Matt Brancato doesn’t buy it. In his most recent blog, Vanguard’s Target Retirement Fund product manager talked about industry research that has shed doubt on target-date funds by pointing out that equities have delivered a higher rate of return than bonds over time. And that given perfect foresight, allocating to asset classes with higher returns is more advantageous than allocating to asset classes with lower returns.
He said that while the arguments against current TDF investment strategies seem valid, they don’t take into account the behavior and objectives of most investors. Many investors don’t want to take on the headache of market volatility, particularly as they accumulate more assets. Because of this, it is important to consider volatility throughout the investing time horizon and not just at an end point, Brancato said.

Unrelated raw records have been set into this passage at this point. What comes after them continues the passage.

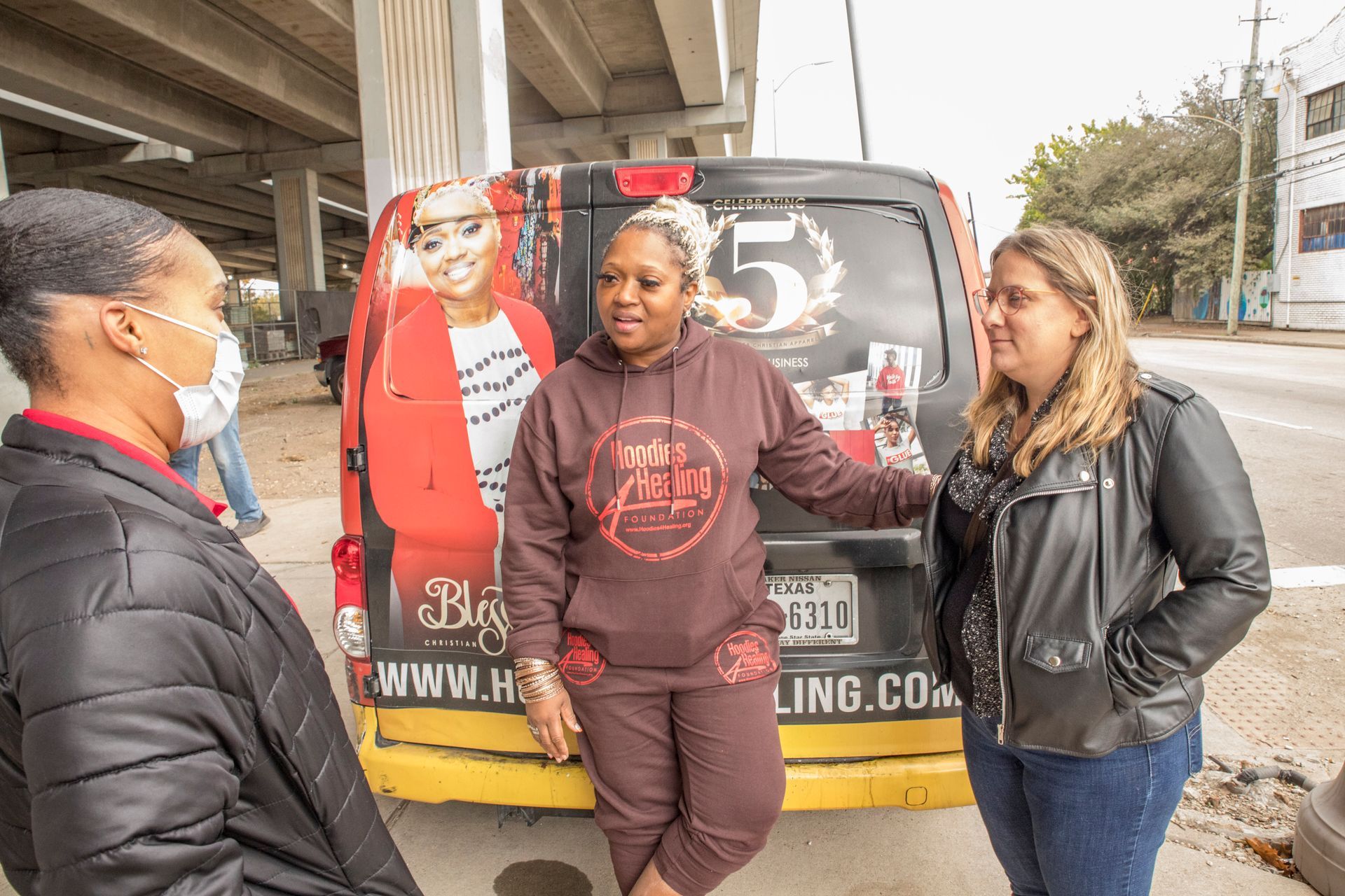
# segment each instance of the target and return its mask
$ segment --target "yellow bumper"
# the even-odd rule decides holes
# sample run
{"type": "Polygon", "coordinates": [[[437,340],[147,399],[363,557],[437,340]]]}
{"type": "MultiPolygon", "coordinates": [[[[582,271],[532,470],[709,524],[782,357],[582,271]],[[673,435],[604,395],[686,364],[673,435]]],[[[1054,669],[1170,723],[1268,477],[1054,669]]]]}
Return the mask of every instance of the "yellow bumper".
{"type": "MultiPolygon", "coordinates": [[[[374,736],[377,711],[354,709],[359,760],[375,793],[428,803],[453,799],[547,809],[593,807],[593,786],[578,762],[555,764],[417,743],[379,747],[374,736]]],[[[785,810],[947,809],[974,802],[962,752],[791,762],[785,775],[785,810]]]]}

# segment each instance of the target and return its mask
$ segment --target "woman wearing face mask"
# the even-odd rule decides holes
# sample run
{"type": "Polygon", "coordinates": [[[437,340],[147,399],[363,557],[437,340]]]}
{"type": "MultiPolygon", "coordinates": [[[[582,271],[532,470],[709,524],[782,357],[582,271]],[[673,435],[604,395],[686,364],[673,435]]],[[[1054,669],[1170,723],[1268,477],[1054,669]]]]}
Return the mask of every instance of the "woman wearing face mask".
{"type": "MultiPolygon", "coordinates": [[[[455,181],[417,197],[408,242],[433,301],[387,333],[370,368],[370,489],[397,532],[393,646],[413,649],[444,634],[421,618],[437,609],[425,590],[432,579],[451,576],[472,604],[499,582],[514,433],[527,398],[555,367],[542,313],[491,289],[500,226],[487,187],[455,181]]],[[[494,630],[477,642],[504,652],[494,630]]]]}
{"type": "Polygon", "coordinates": [[[1131,359],[1107,247],[1032,227],[990,258],[994,369],[924,524],[925,649],[1013,892],[1147,893],[1202,762],[1200,677],[1270,599],[1266,540],[1219,412],[1131,359]]]}
{"type": "Polygon", "coordinates": [[[242,383],[225,277],[121,199],[0,201],[0,865],[31,893],[418,893],[293,604],[168,455],[242,383]]]}
{"type": "Polygon", "coordinates": [[[932,485],[850,459],[764,356],[687,320],[712,250],[705,210],[683,199],[621,224],[597,275],[604,332],[523,411],[506,510],[529,723],[557,762],[562,725],[578,732],[636,896],[710,892],[780,813],[784,614],[748,480],[870,528],[909,524],[932,485]]]}

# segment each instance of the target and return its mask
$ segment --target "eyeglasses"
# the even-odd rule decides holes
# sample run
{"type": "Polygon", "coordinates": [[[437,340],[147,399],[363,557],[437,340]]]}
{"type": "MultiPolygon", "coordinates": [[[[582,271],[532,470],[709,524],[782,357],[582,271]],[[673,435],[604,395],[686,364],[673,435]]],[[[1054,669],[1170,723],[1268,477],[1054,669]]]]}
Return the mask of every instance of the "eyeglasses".
{"type": "Polygon", "coordinates": [[[985,314],[990,310],[994,304],[999,305],[1001,313],[1005,317],[1009,314],[1017,314],[1028,300],[1033,297],[1034,293],[1042,296],[1049,296],[1054,293],[1060,296],[1061,293],[1054,289],[1024,289],[1022,286],[1001,286],[998,290],[994,289],[978,289],[971,294],[971,298],[976,302],[976,312],[985,314]]]}

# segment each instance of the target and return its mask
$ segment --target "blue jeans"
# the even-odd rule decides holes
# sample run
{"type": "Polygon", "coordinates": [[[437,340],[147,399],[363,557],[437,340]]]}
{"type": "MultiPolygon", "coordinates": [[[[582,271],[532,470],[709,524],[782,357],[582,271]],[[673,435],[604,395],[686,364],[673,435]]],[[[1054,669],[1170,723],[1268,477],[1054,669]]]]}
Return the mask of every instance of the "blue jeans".
{"type": "MultiPolygon", "coordinates": [[[[261,504],[257,493],[252,488],[252,473],[247,472],[247,461],[243,458],[243,445],[238,435],[238,411],[229,418],[229,423],[215,438],[206,442],[210,446],[210,457],[215,461],[215,470],[219,481],[225,485],[225,497],[229,506],[234,509],[234,516],[239,523],[261,519],[261,504]]],[[[200,466],[200,446],[178,449],[168,458],[168,466],[187,480],[191,488],[196,488],[196,467],[200,466]]]]}
{"type": "Polygon", "coordinates": [[[1200,713],[1151,744],[1098,758],[997,743],[999,719],[962,712],[971,790],[1015,896],[1145,896],[1186,779],[1200,713]]]}

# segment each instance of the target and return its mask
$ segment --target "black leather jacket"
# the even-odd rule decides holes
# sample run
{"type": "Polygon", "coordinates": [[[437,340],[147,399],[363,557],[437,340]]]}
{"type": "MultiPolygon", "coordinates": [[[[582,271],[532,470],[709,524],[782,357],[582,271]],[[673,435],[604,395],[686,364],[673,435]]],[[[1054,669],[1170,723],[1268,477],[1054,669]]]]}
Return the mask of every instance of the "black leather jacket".
{"type": "MultiPolygon", "coordinates": [[[[1270,602],[1266,536],[1219,412],[1139,376],[1135,419],[1096,463],[1050,454],[994,520],[1007,744],[1100,756],[1165,737],[1270,602]]],[[[924,641],[947,681],[937,614],[960,545],[940,529],[942,494],[924,521],[924,641]]]]}
{"type": "Polygon", "coordinates": [[[0,865],[22,896],[420,893],[276,580],[186,488],[19,416],[0,865]]]}

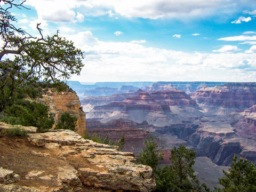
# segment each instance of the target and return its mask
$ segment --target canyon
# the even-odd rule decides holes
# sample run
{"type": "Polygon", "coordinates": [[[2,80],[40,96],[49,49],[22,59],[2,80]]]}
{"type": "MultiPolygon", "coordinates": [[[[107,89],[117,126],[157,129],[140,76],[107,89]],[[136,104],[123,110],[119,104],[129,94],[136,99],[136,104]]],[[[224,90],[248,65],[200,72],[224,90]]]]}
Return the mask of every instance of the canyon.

“We believe that sticking with a long-term investment strategy with a disciplined, low-cost approach is the best way to help improve the odds for investment success,” he said.
The glide path, whether its target is to get retirees enough money to get “to” retirement or “through” retirement, is really just a measure of risk aversion, using age to measure an investor’s risk tolerance.
He believes that portfolio construction should take into account the total portfolio of an investor, including future earnings.
He added that industry research disproves the theory that tactical asset allocation does a better job of producing earnings than static asset allocation.